Since launching TrustTrace, the founders have seen a promising increase of momentum around supply chain investment. “When we started to talk to brands, we realised they didn’t have any data beyond tier 1: their direct suppliers,” says Hrishikesh. “But I would say in the last 3 years, there has been a surge in people being a lot more aware, of brands wanting to make a change and realising it has to be done much faster than what they were doing.”
They all agree, there’s a long road ahead before the majority of the industry is on board with their mission. “It’s improving, but it needs to improve at a faster pace,” says Saravanan. “We’re at a place where the industry still doesn’t know exactly how traceability can be incorporated into larger business plans.” The ultimate challenge is for TrusTrace to prove to the industry that investing in solutions to improve supply chain transparency can actually be good for business. “It’s a tough concept for some businesses to understand, because it means decreasing sales to make the industry more sustainable,” says Saravanan. “We want to show to the industry that it’s possible to do traceability at scale and adapt sustainable practices at scale.”

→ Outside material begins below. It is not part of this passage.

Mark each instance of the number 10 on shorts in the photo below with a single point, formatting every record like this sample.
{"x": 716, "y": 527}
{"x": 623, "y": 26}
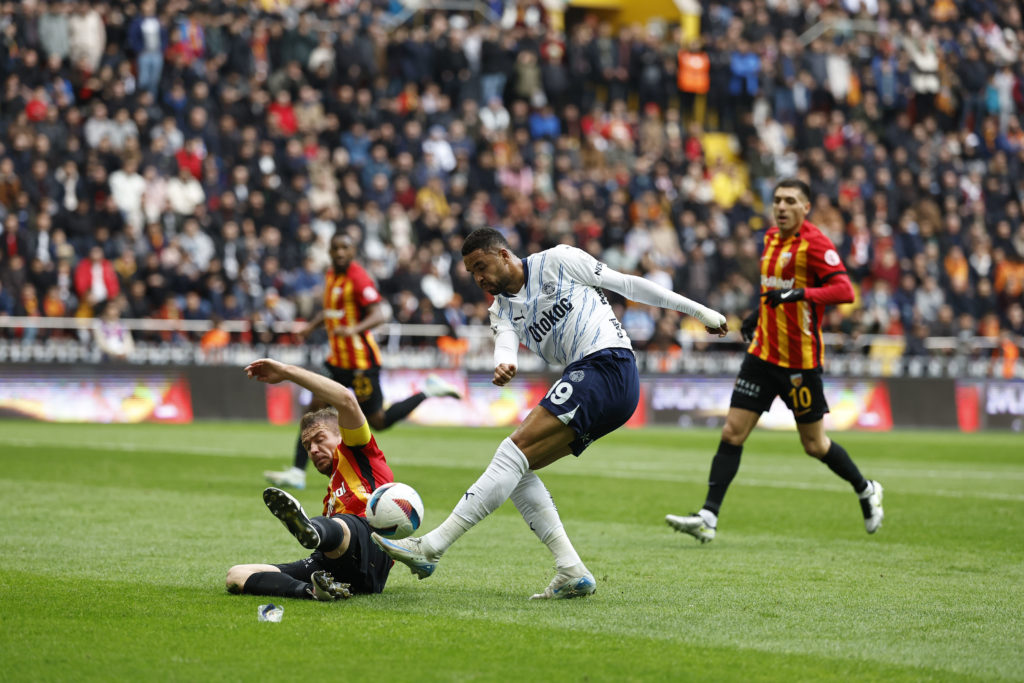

There are countless milestone moments that stand out to the four founders, from hiring the core team members to securing the first clients, then eventually working with some of the biggest fashion groups in the world. “The problems we’re solving haven't been solved before, with the approach we’re taking,” says Madhava. “So these were big hypothesis validating points that gave us the confidence to know we can scale the business.” As for the future, the founders have ambitions to lead the fashion industry to a better future by harnessing their tech solutions. “If we’re able to create a responsibility production movement across the globe, it will rejuvenate the planet and make the lives of a lot of people very rich – not in money, but by having a better life,” says Shameek.
From industry outsiders to sustainability solution leaders, it’s been quite the journey for the four founders of TrusTrace, and it’s only the start. “In the beginning, I was hoping that we could make a small dent in this entire thing,” says Hrishikesh. “And that still is the motivation for TrusTrace: we want to see how many people we can influence.”